Reading assignment: Naturalist Schools of Thought in the Late Classical Period, Xunzi, Legalism
Confucianism faced a series of challenges during the Warring States period, and the great early Confucian followers whose writings we have today, Mencius and Xunzi, were men who responded effectively to these challenges, and broadened the shape of Confucianism as they did so. Mohism and Daoism were the chief challenges faced by Mencius, whom we studied briefly last week. Xunzi, the leading Confucian master at the Jixia Academy, responded further to Mohist and Daoist doctrines, but also responded - brilliantly - to the challenges offered by a variety of intellectuals whom we group together under the general term "Naturalist thinkers."
Naturalist texts show a wide differences in interests and approaches. Some focused on "yin-yang" theories, others on qi, others on a set of ideas associated with what were known as "the five forces" of nature (water, fire, earth, wood, metal). Your readings on the Naturalist Zou Yan, and of two short Naturalist treatises, will illustrate this variety. What they all shared, however, was a belief that man should look to Nature as a standard by which to order their lives and judge values of good and bad, right and wrong. This is a powerful approach, and one that Daoism -- most particularly the Dao de jing -- also shared. Naturalism was the rising intellectual trend of third century China, and for this reason, the Xunzi, in its attempt to defend the Confucian vision that moral authority and value standards should derive from sage history and ritual culture, was taking on a tough and popular intellectual opponent. The chapter we'll read, Xunzi's "Treatise on Tian" (which could be translated, in this context, as the "Treatise on Nature," rather than the "Treatise on Heaven"), was Xunzi's most eloquent effort to make the point that man, not Tian or Nature, is the starting point of human value.

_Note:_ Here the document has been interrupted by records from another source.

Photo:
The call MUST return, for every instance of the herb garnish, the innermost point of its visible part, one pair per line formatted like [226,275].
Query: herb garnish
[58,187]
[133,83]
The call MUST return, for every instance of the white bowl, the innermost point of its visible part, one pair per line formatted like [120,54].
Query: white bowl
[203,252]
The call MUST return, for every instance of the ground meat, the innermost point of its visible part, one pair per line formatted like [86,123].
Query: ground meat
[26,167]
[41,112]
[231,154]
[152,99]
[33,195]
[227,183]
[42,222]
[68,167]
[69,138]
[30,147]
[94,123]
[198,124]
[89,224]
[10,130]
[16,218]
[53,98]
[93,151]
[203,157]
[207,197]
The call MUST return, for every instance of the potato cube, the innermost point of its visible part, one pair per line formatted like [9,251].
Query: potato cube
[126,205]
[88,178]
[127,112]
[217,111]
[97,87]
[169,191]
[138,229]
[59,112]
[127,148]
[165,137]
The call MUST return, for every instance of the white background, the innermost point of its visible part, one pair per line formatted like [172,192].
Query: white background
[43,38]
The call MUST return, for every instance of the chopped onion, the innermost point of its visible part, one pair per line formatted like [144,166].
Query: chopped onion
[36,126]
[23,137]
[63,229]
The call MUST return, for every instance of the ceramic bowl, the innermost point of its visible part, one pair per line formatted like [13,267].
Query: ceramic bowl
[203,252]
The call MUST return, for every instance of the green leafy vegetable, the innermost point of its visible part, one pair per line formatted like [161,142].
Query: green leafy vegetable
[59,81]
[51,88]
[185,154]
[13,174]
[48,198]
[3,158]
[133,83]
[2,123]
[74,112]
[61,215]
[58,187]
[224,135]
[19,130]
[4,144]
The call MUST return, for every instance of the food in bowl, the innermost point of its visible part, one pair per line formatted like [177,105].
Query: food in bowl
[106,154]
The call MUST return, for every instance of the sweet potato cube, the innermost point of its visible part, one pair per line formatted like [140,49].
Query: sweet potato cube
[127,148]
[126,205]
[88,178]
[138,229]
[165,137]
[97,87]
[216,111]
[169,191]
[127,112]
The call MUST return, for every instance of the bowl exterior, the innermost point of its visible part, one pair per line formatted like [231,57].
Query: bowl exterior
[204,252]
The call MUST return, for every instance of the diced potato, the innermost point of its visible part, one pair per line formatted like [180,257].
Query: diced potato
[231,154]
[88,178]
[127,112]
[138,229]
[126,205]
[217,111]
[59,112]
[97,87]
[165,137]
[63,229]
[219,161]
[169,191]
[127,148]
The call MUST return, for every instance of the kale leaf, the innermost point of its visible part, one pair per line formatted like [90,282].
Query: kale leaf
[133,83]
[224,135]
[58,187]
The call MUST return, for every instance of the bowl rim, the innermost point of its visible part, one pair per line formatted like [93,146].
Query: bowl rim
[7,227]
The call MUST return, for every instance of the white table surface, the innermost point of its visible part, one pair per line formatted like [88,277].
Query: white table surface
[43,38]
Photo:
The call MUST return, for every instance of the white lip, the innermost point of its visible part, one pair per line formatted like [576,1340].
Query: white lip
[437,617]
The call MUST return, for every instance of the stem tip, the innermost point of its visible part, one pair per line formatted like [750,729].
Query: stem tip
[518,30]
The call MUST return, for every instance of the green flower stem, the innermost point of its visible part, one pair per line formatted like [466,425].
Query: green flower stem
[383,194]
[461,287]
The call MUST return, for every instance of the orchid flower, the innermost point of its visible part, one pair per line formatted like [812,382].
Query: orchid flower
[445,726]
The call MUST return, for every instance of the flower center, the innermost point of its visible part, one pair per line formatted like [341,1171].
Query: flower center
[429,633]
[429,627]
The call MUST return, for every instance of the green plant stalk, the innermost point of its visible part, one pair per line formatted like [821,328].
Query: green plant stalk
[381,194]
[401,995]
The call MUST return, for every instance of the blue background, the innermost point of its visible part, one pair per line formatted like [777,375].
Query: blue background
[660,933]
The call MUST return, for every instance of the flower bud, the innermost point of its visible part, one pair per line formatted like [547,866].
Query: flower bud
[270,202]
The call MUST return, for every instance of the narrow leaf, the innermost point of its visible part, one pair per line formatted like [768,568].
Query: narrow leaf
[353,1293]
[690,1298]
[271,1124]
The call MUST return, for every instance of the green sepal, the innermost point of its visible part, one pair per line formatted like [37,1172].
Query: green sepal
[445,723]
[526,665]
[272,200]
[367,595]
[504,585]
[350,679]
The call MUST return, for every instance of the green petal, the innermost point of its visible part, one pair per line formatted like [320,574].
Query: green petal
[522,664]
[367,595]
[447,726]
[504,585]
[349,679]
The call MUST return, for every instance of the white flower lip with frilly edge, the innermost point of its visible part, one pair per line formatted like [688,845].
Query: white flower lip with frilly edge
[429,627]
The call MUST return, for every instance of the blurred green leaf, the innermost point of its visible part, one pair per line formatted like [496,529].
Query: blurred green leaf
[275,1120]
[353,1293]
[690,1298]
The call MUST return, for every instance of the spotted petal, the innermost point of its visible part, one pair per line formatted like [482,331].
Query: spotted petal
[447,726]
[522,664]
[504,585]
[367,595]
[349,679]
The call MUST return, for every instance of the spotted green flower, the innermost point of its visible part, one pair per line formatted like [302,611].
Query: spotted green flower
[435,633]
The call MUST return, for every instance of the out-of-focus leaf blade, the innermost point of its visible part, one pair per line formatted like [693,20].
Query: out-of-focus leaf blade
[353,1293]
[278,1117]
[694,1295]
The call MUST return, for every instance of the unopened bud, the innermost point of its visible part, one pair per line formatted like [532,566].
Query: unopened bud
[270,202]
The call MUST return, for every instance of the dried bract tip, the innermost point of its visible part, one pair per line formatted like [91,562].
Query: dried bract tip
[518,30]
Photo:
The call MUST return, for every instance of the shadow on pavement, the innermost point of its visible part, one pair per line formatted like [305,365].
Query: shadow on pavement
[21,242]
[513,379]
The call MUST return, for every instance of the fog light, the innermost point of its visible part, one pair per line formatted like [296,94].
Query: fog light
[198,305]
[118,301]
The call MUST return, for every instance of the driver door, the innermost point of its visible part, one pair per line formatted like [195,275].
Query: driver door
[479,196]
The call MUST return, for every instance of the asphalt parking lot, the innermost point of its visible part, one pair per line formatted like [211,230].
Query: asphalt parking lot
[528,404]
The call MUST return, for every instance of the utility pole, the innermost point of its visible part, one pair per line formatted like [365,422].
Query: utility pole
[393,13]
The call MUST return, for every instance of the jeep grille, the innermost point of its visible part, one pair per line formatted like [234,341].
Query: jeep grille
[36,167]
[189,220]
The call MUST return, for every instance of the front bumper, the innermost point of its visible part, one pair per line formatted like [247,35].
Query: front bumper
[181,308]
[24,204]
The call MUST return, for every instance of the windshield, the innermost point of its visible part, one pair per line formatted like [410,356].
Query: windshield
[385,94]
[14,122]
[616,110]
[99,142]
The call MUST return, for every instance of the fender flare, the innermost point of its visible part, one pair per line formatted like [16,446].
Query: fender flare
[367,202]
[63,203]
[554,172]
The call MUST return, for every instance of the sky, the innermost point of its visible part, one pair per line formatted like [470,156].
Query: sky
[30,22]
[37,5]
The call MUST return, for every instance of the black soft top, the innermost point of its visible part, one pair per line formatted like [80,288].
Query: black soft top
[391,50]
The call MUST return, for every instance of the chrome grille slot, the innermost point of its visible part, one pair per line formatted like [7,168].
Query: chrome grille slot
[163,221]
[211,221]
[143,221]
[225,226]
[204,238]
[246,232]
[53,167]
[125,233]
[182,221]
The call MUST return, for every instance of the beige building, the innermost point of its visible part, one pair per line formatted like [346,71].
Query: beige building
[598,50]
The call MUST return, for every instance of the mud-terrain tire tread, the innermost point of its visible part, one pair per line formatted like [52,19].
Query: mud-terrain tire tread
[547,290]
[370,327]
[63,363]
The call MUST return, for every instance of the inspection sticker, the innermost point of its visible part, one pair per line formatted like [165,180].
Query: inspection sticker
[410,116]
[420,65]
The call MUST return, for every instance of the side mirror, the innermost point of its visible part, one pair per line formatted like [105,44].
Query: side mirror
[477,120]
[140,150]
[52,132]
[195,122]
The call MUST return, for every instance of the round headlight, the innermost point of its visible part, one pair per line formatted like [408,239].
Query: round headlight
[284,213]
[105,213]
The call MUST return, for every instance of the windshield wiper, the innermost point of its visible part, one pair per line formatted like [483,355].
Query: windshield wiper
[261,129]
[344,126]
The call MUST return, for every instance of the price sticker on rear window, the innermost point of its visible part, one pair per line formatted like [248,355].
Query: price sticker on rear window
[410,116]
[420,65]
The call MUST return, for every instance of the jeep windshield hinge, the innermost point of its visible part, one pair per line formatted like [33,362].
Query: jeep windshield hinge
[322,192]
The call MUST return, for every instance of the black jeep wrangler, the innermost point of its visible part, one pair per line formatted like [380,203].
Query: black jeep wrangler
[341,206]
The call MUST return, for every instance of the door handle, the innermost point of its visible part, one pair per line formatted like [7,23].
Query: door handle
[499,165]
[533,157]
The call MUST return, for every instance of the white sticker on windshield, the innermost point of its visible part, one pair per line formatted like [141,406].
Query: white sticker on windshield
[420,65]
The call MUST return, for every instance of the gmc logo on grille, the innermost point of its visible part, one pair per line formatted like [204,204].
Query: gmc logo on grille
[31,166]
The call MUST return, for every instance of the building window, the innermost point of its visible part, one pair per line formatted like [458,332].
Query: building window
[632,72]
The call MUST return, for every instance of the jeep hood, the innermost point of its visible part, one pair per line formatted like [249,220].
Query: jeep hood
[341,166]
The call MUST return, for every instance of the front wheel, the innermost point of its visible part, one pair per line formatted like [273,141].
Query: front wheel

Legalist "philosophy" was a confluence of the thoughts of several thinkers, as described in your reading. The writer whose name is most closely associated with this is Han Feizi, a patrician from Han who studied at Jixia with Xunzi. Han Feizi adapted the writings of others, and incorporated into his rich Legalist mix a large admixture of Daoist thought as well. His book, the Han Feizi (or the portions he wrote -- there are many late additions in it), is the purest expression of Legalism as an intellectual system. However the practical basis for Legalism really lies with the achievements of Shang Yang in the state of China a century earlier, and Legalist thought also was enriched by several other thinkers and political figures.
Legalism was, of course, the "winner" of the debates of the Hundred Schools, in the sense that the Qin state which reunited China took Legalist doctrine as the basis of its political approach. Legalism's ultimate triumph relied heavily on a courtier named Li Si, later the Prime Minister of the Qin Dynasty court. Ironically, both Han Feizi and Li SI were pupils of Xunzi, whose many rich veins of thoughts turned out to provide material for Confucianism's temporary eclipse.